A nurse develops a plan of care to meet the needs of a patient who has had a large loss of blood after a snowmobile crash. The interventions include administering and monitoring the patients physiologic response to intravenous fluids and blood. What has the nurse focused care on?
- A. a medical diagnosis
- B. a nursing diagnosis
- C. a collaborative problem
- D. a goal for care
Correct Answer: C
Rationale: This scenario describes a collaborative problem, as it involves joint interventions between nursing and medical care, such as administering fluids and blood.
The nurse takes a patients vital signs and finds the pulse rate to be 120 beats/min. What would the nurse do next to interpret and analyze this pulse rate?
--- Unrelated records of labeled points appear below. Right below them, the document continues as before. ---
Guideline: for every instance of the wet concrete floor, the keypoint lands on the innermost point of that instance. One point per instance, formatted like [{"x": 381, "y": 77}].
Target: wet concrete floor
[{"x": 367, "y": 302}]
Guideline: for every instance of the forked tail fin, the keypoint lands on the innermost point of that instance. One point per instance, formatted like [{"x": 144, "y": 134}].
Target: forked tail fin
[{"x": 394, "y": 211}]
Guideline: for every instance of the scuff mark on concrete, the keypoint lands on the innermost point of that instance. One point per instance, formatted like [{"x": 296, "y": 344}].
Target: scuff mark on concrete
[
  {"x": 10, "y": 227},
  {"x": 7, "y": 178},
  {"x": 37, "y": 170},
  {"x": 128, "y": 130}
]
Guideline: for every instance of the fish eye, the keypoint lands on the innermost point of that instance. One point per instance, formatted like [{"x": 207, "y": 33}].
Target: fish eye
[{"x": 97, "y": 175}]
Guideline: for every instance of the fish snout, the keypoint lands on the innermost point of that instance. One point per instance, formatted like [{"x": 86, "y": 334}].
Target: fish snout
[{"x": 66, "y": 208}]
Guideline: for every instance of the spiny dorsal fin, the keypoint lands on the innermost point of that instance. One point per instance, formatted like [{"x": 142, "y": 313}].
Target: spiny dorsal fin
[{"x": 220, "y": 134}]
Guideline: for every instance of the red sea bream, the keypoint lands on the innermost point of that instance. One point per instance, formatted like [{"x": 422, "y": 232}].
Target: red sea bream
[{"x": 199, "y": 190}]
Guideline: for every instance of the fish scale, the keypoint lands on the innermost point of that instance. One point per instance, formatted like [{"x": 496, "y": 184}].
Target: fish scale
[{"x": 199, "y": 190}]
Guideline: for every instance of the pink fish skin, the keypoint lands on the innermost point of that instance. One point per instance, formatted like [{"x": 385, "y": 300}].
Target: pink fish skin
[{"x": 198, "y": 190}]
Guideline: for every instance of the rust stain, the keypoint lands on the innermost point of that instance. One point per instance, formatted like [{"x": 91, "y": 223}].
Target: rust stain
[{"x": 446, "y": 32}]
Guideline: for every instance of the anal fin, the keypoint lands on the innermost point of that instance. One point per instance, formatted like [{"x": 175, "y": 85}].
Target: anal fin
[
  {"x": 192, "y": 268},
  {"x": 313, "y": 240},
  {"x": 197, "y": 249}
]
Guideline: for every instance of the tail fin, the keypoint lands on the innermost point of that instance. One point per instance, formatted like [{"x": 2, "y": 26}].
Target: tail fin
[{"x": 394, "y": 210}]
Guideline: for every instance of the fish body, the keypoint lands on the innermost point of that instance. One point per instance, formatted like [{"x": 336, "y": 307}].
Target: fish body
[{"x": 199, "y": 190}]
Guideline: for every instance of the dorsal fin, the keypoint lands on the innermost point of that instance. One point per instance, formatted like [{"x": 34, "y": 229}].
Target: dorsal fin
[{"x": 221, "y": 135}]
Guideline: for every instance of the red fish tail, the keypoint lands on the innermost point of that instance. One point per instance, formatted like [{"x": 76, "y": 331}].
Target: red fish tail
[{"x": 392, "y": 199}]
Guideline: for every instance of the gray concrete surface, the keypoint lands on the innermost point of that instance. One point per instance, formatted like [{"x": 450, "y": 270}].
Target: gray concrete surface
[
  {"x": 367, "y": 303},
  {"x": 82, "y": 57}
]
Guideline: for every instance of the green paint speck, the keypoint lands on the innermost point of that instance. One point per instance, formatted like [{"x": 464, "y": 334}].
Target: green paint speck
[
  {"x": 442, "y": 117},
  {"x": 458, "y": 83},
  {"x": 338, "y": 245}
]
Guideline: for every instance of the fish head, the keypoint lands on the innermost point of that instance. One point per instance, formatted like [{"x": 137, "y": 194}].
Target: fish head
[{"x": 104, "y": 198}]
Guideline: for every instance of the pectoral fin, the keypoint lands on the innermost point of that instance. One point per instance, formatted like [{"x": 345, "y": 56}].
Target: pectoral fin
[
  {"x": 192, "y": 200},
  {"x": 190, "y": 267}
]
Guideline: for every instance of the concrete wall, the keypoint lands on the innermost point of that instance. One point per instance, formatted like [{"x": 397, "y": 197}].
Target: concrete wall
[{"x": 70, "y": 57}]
- A. Compare the patients pulse rate to the standard range.
- B. Notify the patients healthcare provider.
- C. Document the pulse in the appropriate chart page.
- D. Ask another nurse to verify the pulse rate.
Correct Answer: A
Rationale: Comparing the pulse rate to the standard range is the next step to determine if it is abnormal and requires further action.
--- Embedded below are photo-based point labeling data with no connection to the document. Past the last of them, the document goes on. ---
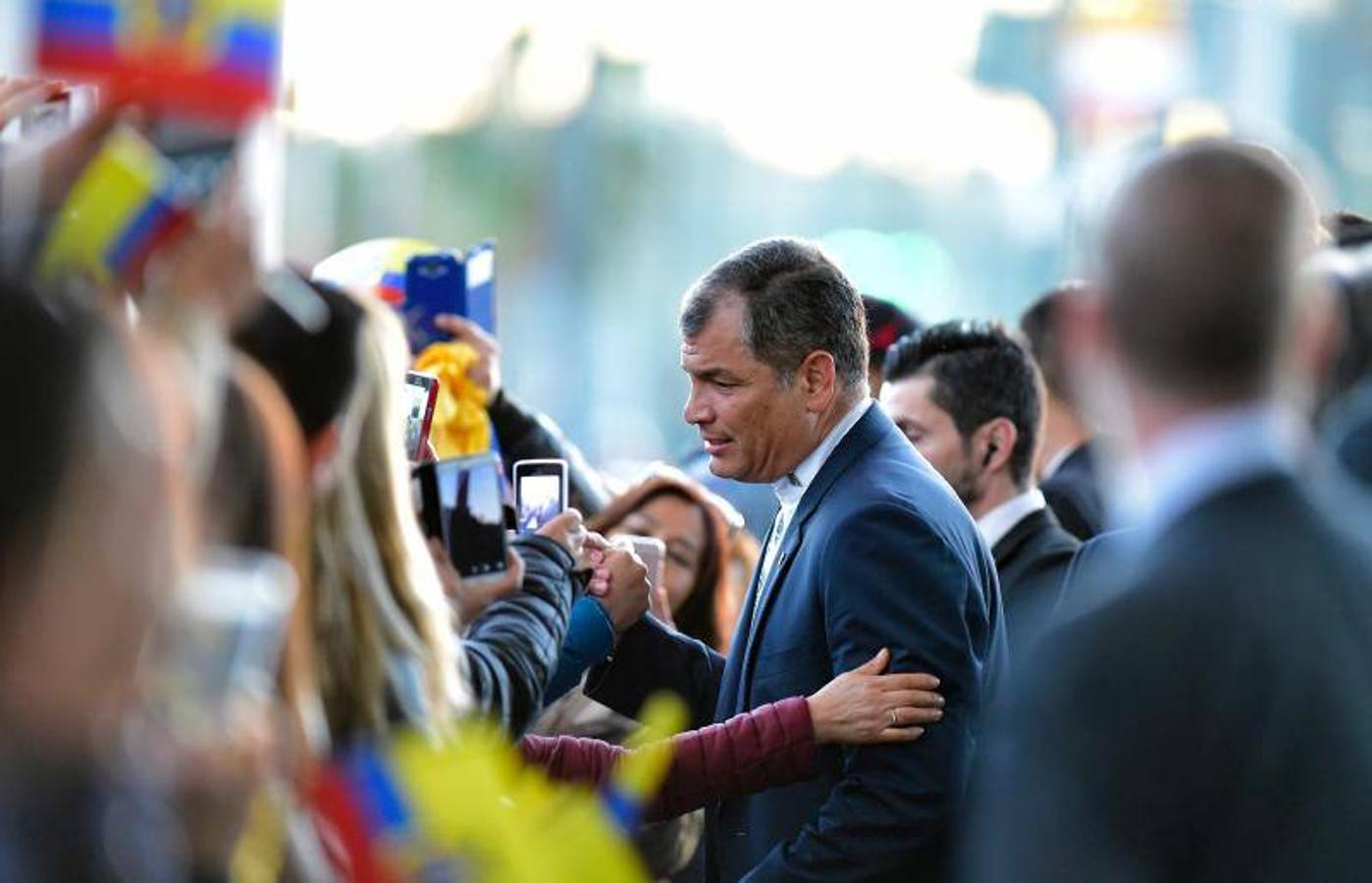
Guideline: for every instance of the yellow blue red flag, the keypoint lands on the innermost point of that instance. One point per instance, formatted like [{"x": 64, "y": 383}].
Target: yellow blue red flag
[
  {"x": 211, "y": 59},
  {"x": 123, "y": 207}
]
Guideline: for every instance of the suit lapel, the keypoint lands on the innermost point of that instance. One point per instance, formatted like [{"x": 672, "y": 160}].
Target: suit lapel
[
  {"x": 859, "y": 439},
  {"x": 1019, "y": 535},
  {"x": 730, "y": 682}
]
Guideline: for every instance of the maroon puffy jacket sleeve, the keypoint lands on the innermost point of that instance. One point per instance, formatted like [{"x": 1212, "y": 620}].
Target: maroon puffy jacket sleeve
[{"x": 769, "y": 746}]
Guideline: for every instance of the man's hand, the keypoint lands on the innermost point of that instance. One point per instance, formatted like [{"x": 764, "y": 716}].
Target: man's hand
[
  {"x": 210, "y": 265},
  {"x": 567, "y": 531},
  {"x": 866, "y": 706},
  {"x": 21, "y": 93},
  {"x": 486, "y": 371},
  {"x": 619, "y": 583}
]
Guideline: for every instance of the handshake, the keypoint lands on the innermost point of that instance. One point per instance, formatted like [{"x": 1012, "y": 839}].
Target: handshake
[{"x": 619, "y": 583}]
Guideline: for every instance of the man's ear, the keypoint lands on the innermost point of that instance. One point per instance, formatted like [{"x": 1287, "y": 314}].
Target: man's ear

After completing assessments, a nurse uses the data collected to identify appropriate nursing diagnoses for a patient. What are the nursing diagnoses used for?
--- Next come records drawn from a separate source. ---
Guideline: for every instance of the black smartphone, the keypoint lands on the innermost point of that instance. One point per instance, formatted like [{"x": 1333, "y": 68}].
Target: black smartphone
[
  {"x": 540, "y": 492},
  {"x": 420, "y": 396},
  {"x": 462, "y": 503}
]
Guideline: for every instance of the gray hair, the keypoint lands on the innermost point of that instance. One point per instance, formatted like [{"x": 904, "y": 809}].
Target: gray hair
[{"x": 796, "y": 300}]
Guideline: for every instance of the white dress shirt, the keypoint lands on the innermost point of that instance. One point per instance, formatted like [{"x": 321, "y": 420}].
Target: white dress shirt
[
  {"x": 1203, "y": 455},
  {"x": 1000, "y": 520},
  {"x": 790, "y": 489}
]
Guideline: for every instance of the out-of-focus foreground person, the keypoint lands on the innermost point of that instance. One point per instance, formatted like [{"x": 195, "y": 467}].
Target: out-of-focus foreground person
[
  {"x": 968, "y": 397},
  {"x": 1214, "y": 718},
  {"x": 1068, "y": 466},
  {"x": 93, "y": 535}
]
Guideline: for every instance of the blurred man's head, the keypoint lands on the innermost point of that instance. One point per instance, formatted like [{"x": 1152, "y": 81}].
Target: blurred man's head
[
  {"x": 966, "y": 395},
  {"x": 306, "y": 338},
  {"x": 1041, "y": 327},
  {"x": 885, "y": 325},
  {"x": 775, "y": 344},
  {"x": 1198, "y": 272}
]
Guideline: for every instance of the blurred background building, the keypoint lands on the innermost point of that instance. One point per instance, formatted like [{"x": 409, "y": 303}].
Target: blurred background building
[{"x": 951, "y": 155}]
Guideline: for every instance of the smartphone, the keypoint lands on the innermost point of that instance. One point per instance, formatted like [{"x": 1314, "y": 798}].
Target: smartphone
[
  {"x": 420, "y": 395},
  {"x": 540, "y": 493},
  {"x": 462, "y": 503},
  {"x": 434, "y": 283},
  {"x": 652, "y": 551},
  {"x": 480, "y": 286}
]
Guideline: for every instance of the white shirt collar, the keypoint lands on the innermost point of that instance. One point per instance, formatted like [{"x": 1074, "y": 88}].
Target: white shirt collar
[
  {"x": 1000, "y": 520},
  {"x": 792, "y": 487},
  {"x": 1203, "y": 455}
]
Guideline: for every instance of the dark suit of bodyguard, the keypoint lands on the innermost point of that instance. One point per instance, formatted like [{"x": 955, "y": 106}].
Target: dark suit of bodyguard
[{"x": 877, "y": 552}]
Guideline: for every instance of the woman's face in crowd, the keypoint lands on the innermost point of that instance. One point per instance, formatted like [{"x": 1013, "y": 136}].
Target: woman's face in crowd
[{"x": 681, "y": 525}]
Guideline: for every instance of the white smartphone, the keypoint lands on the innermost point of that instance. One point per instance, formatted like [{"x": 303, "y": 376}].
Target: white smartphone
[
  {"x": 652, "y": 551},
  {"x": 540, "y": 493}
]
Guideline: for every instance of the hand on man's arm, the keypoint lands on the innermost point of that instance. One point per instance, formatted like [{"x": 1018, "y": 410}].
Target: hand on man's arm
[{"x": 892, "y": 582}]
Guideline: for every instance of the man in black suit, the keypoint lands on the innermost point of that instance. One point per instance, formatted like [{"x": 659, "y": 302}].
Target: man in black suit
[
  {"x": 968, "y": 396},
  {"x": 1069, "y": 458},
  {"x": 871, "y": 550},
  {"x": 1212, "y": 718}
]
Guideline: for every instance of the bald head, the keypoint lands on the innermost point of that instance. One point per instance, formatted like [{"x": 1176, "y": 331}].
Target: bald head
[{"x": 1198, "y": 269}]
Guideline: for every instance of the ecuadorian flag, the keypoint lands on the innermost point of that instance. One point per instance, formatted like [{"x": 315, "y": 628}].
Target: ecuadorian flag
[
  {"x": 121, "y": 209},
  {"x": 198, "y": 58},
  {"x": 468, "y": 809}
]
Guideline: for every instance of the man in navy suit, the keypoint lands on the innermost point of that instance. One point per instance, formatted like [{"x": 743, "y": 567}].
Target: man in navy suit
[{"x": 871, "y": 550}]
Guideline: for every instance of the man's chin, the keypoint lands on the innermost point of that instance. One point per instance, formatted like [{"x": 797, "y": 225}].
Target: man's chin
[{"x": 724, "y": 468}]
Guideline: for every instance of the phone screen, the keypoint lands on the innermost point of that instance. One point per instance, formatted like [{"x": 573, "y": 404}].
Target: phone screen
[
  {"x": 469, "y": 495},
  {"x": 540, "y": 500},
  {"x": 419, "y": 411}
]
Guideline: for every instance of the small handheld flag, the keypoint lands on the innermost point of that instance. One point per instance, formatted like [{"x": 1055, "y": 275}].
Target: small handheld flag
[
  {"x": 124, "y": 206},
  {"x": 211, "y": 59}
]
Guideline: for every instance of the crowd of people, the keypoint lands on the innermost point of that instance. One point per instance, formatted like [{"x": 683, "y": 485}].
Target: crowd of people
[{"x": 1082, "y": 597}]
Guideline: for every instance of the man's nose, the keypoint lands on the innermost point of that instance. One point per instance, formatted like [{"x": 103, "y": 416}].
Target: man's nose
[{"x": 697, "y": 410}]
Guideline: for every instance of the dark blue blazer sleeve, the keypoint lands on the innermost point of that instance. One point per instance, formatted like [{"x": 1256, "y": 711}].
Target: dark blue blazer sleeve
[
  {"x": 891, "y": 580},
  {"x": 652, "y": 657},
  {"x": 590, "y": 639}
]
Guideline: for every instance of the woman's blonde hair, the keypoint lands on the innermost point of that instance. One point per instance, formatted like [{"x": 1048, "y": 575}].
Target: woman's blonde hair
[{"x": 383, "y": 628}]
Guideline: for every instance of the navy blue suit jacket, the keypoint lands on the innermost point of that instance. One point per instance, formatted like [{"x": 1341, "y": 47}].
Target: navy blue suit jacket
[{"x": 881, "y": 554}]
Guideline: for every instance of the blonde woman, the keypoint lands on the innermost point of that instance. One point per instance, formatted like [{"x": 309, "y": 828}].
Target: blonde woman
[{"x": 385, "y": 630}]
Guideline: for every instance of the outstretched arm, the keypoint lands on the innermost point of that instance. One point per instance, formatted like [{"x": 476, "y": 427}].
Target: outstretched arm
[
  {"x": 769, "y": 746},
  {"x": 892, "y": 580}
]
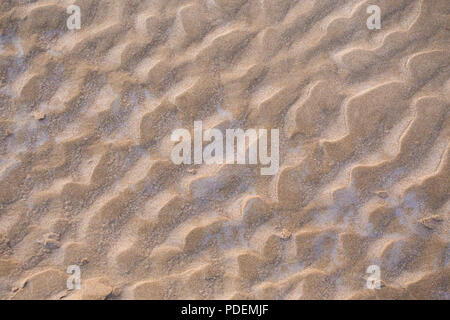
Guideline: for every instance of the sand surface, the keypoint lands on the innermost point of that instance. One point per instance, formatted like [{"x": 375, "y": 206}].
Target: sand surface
[{"x": 86, "y": 176}]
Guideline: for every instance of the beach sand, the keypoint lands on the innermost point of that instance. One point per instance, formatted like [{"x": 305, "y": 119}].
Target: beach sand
[{"x": 86, "y": 177}]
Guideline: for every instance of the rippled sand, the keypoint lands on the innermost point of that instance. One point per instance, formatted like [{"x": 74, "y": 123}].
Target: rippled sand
[{"x": 86, "y": 177}]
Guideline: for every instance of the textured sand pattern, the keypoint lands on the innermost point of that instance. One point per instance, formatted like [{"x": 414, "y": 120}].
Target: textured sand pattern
[{"x": 85, "y": 170}]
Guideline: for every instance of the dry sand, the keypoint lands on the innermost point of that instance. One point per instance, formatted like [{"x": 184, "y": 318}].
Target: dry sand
[{"x": 86, "y": 177}]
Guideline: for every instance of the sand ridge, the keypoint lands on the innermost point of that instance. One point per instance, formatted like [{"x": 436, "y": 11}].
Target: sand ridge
[{"x": 86, "y": 177}]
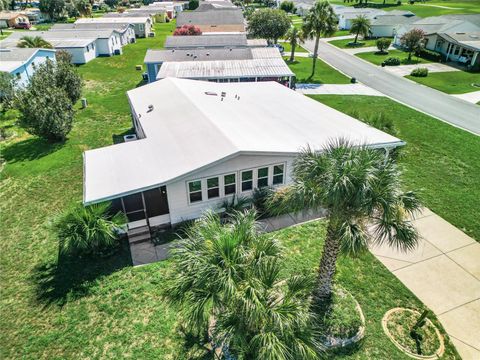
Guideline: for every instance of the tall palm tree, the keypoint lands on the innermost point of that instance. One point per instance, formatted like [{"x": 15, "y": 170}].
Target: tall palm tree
[
  {"x": 360, "y": 26},
  {"x": 320, "y": 21},
  {"x": 226, "y": 281},
  {"x": 295, "y": 37},
  {"x": 361, "y": 190},
  {"x": 34, "y": 42}
]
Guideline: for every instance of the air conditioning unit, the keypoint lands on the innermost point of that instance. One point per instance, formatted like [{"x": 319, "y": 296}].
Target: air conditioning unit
[{"x": 131, "y": 137}]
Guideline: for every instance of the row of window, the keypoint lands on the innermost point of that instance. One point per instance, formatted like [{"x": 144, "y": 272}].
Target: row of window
[{"x": 224, "y": 185}]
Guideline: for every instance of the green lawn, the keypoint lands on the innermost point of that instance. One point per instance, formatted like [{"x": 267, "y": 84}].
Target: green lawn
[
  {"x": 343, "y": 44},
  {"x": 439, "y": 160},
  {"x": 451, "y": 82},
  {"x": 377, "y": 59},
  {"x": 428, "y": 8},
  {"x": 324, "y": 74}
]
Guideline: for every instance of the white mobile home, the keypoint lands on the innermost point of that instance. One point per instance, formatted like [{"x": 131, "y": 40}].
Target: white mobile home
[
  {"x": 142, "y": 25},
  {"x": 201, "y": 143}
]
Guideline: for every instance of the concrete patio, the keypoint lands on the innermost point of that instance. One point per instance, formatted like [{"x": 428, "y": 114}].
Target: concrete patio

- A. selecting nursing interventions to meet expected outcomes
- B. establishing a database of information for future comparison
- C. mutually establishing desired outcomes of the plan of care
- D. evaluating the effectiveness of the established plan of care
Correct Answer: A
Rationale: Nursing diagnoses guide the selection of interventions to achieve expected outcomes, as they provide a framework for addressing patient needs.
Of all the benefits of using nursing diagnoses, which one is probably the most important to nurses?
- A. defining the domain of nursing practice
- B. informing patients of their care
- C. improving communication among nurses
- D. structuring curricular content
Correct Answer: C
Rationale: Improved communication among nurses is a key benefit, as nursing diagnoses provide a standardized language for care.